And no, that's not simply because I have a large back yard&#8230;


----------



## jackz4000 (May 15, 2011)

Hugh, I can understand your angst and I'm with you on most of it. BUT--the internet and twitter show us all how many fools, clowns, and trolls are on the internet. Now they can all communicate their drivel and sometimes people pay attention. That feeds them to spout more.

Maybe ignoring the fools is a wiser course. The sad thing is we begin to now realize (with social media) how many there are.


----------



## Lisa Grace (Jul 3, 2011)

Bards and Sages (Julie) said:


> Methinks I have never so thoroughly agreed with the illustrious Mr. Kilborn.
> 
> You cannot control the actions of others. You can only control your own actions. Nowhere is this bit of information more useful than when dealing with cretins on the internet.


But can't you use your Sith Witch powers on them? Turn them into the mighty DD's Kobolds?


----------



## Guest (Sep 23, 2013)

LisaGraceBooks said:


> But can't you use your Sith Witch powers on them? Turn them into the mighty DD's Kobolds?





Spoiler



Hush! Where do you think my kobold minions come from?


----------



## Dolphin (Aug 22, 2013)

Joe crushed it.

Do we have any examples of folks whose careers have actually been damaged by this in some measurable way? I'm pretty sure John Locke is still doing alright for himself. Sure, that's not entirely reassuring in his case, but he should've been hit by it if anybody has been.

I ask because it seems like there's two strands here: 1) You're hurting my business, and 2) You're hurting my feelings. I expect ignoring the haters is the best way to ameliorate both issues.

Like Joe, I'm blessed with a natural disregard for haters when the data show that I'm winning. I hope those of you who are less autistic will accept my sympathies and support.


----------



## Dan Fiorella (Oct 14, 2012)

Suddenly by zero reviews looks pretty darn good.  


and may have saved my dog's life.


----------



## Hugh Howey (Feb 11, 2012)

For those urging silence, you don't know what it has felt like to have people accusing me of this for the past two years, knowing in my heart that I've never done it, and being terrified of bringing the issue up for fear of reprisal.

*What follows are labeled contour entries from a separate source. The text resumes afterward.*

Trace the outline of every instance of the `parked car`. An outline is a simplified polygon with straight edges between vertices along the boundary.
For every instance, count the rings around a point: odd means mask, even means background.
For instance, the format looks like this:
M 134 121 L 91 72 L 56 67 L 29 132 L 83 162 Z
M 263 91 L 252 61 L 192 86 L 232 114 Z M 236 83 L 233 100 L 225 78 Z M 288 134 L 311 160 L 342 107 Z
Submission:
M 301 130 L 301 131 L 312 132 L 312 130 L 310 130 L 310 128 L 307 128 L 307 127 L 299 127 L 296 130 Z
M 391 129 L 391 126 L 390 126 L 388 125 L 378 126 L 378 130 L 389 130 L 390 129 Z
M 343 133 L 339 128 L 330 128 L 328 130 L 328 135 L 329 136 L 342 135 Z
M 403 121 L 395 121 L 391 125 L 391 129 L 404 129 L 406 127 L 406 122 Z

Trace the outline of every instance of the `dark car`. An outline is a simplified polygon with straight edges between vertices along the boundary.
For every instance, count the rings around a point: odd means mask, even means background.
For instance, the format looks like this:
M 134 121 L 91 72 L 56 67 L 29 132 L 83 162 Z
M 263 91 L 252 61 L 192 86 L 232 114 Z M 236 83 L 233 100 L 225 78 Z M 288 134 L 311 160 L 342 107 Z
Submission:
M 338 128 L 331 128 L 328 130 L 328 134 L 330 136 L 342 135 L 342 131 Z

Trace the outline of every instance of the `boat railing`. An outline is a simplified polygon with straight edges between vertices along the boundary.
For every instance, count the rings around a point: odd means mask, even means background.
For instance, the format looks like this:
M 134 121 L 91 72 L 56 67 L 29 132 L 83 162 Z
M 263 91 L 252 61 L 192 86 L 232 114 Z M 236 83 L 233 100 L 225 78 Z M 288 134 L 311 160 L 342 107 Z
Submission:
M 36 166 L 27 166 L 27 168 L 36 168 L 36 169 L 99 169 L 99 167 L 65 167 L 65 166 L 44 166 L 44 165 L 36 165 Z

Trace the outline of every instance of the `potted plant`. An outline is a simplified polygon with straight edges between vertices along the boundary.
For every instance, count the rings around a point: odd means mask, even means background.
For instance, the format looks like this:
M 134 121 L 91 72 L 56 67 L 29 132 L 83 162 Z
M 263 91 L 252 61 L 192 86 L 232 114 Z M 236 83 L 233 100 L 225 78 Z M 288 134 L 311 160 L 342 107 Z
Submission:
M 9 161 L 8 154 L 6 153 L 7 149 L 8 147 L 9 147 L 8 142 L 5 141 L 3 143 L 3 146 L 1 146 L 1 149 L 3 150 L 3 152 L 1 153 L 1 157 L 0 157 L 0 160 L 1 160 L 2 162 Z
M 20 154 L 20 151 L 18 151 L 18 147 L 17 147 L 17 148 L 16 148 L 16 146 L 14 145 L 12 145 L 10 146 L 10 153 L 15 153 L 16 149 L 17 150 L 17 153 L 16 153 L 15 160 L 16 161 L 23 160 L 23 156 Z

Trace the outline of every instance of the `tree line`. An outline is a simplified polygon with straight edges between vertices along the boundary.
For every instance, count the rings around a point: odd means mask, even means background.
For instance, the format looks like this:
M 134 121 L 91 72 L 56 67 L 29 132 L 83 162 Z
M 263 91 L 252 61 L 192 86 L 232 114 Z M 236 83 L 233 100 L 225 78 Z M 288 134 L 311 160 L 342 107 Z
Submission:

I haven't been this light-of-heart in over a year. I haven't felt this free and liberated in over a year. I've wanted to stand up to the barbs and insults and libel for a long time, and the lumping of some of my friends into the accusations finally pushed me over the edge, and I feel like a new man.

There is no calculation of PR or sales or reputation or risk or anything that can match the weight that's off my chest. Sorry.


----------



## JA Konrath (Apr 2, 2009)

Hugh Howey said:


> I've wanted to stand up to the barbs and insults and libel for a long time, and the lumping of some of my friends into the accusations finally pushed me over the edge, and I feel like a new man.


Keep track of every place it was mentioned online, and take screen shots of everything.

We're going to sue.


----------



## Kay Bratt (Dec 28, 2011)

Hugh Howey said:


> For those urging silence, you don't know what it has felt like to have people accusing me of this for the past two years, knowing in my heart that I've never done it, and being terrified of bringing the issue up for fear of reprisal.
> 
> I haven't been this light-of-heart in over a year. I haven't felt this free and liberated in over a year. I've wanted to stand up to the barbs and insults and libel for a long time, and the lumping of some of my friends into the accusations finally pushed me over the edge, and I feel like a new man.
> 
> There is no calculation of PR or sales or reputation or risk or anything that can match the weight that's off my chest. Sorry.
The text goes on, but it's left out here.